Solving it using stars and bars method,
let x1,x2,x3 and x4 be their scores when rolling.
we need x1+x2+x3+x4 = 17 ($1\leq Xi \leq 6$)
since they have minimum value 1, remaining 13 have to be scored as,
x1'+x2'+x3'+x4' = 13 (Xi' = Xi-1)
N1 = number of ways = c(13+4-1 ,13) = c(16,3) = 560 .
Now we have to subtract the number of ways in which atleast one of Xi $\geq$ 7 .
assuming x1 as 7 , since it is already having minimum 1, we will assume x1'=6 . If we split the remaining among 4 now, any split will be invalid as x1 is already invalid.
x1'+x2'+x4'+x4' = 7 (since x1' is already a 6)
Number of ways of splitting 7 among all 4 = C(7+4-1,7) = C(10,3) = 120
similarly same case can come for x2', x3' and x4' . which will make it a total of ,
N2 = 4*120 = 480.
Now we have some duplicate cases , such as,
1.when we fix x1'=6 and we split and if we give x2'=6
2. when we fix x2'=6 and we split and give x1'=6.

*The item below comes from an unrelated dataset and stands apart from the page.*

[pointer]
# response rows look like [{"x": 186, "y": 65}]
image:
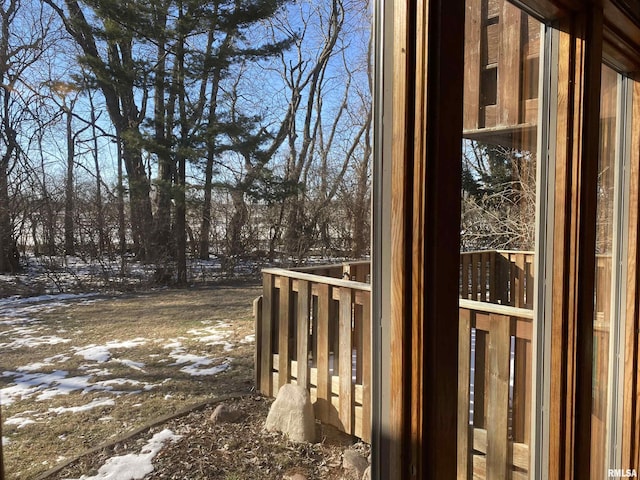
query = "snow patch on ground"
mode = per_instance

here case 1 and case2 are same. i.e., we have to subtract all cases from N2 where two of the Xi get value more than 6. which can be done in ,
x1'+x2'+x3'+x4' = 1 (since two have now value 6)
ways = C(1+4-1,1) = C(4,1) = 4.
we can choose C(4,2) such duplicate pairs gives a total of
N3= C(4,2)*4 = 24.
Total number of ways = N1-(N2-N3) = 560 - (480-24) = 104 and hence the answer.